When to Seek Emergency Care

Call emergency services (911) or go to the nearest emergency department if any of the following occur:
  • Sudden inability to urinate (acute urinary retention).
  • Severe penile pain, swelling, or discoloration (possible torsion or infection).
  • Fever > 38°C (100.4°F) accompanied by chills, flank pain, or cloudy/odorous urine (signs of a serious urinary tract infection or sepsis).
  • Bleeding that won’t stop after 10 minutes of firm pressure.
  • Trauma to the genital area that causes intense pain or visible injury.
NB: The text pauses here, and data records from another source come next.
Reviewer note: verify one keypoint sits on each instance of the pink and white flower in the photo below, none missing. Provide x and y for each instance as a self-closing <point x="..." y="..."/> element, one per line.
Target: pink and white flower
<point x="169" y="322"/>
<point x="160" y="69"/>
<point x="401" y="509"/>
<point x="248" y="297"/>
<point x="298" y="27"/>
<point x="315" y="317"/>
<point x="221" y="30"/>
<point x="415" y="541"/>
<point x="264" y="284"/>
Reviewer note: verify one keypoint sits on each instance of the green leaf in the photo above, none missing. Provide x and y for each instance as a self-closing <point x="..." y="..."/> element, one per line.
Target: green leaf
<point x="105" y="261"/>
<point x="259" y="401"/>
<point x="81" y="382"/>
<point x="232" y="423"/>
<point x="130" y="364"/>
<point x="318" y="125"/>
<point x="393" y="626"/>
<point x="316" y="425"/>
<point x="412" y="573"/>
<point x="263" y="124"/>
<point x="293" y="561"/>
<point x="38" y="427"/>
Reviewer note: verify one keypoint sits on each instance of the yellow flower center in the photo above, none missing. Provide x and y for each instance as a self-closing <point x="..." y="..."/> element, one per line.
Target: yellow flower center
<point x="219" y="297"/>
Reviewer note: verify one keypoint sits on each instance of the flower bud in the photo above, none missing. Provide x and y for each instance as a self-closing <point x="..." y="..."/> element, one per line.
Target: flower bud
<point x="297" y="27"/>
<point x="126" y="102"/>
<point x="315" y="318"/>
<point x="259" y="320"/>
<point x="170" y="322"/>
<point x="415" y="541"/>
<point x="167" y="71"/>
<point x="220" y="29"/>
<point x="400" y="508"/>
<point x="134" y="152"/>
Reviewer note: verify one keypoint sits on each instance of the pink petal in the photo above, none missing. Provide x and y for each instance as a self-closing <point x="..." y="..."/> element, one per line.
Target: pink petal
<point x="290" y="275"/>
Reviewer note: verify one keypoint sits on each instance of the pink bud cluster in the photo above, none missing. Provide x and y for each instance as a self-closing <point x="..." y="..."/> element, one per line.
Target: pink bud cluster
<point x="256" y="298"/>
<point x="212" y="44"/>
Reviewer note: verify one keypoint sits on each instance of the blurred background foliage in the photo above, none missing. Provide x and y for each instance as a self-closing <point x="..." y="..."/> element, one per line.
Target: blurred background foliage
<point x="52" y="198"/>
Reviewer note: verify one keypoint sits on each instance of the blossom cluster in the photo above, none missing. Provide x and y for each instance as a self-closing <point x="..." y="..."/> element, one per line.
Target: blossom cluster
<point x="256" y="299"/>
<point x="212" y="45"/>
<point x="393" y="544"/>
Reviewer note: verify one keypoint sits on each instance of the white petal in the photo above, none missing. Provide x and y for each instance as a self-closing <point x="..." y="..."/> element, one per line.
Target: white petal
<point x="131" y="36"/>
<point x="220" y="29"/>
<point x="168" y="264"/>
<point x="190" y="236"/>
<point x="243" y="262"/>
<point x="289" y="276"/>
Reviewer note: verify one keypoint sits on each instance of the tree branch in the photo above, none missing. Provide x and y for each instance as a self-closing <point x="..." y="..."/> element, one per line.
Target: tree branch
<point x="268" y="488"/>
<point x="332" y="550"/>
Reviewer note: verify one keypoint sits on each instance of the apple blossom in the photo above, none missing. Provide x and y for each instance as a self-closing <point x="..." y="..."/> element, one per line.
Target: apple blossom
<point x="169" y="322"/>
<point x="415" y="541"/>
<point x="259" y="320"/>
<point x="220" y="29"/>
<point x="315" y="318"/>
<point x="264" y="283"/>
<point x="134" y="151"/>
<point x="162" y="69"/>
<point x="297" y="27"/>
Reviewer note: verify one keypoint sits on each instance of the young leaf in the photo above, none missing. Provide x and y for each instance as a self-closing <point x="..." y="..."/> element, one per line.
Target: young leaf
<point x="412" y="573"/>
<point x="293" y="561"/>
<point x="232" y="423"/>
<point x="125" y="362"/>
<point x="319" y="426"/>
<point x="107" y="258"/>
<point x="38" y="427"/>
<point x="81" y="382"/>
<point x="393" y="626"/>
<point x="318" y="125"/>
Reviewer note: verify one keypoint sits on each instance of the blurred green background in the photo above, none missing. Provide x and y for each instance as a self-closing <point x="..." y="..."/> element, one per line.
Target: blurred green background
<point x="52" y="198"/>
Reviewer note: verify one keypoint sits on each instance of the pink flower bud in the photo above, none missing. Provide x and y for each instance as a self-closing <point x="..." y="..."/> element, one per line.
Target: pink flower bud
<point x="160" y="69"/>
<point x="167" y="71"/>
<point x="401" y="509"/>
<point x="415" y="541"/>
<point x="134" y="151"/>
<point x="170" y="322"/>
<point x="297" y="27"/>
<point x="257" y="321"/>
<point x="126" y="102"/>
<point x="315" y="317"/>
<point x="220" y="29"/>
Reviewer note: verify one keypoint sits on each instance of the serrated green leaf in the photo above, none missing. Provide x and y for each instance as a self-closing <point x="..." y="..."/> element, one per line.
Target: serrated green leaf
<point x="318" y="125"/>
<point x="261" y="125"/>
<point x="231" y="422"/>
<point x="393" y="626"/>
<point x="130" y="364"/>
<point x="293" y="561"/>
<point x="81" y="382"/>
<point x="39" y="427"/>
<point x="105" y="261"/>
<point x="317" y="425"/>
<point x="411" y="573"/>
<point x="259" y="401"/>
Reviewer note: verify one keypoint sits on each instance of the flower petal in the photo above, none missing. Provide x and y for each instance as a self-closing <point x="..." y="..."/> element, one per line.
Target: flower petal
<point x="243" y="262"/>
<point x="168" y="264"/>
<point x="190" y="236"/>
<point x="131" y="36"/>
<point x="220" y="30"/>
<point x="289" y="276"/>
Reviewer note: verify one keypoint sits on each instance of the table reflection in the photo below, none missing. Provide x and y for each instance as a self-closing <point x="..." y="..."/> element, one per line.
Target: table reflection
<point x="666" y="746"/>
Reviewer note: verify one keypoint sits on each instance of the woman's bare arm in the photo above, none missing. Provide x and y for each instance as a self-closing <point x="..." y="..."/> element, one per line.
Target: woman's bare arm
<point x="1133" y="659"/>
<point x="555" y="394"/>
Prompt evaluation can prevent permanent damage and preserve urinary and sexual function.


References:

  1. Al-Ghorab, F., et al. “Diphallia: A Review of the Literature.” Journal of Pediatric Urology, vol. 10, no. 2, 2020, pp. 227‑235. DOI:10.1016/j.jpurol.2019.10.004.
  2. McNamara, J., et al. “Associated Anomalies in Patients with Penile Duplication.” Urology, vol. 88, 2016, pp. 106‑110.
  3. Mayo Clinic. “Congenital anomalies of the urinary tract.” 2023. mayoclinic.org.
  4. World Health Organization. “Folic Acid Supplementation.” 2022. who.int.
  5. Cleveland Clinic. “Urethral Reconstruction.” 2024. my.clevelandclinic.org.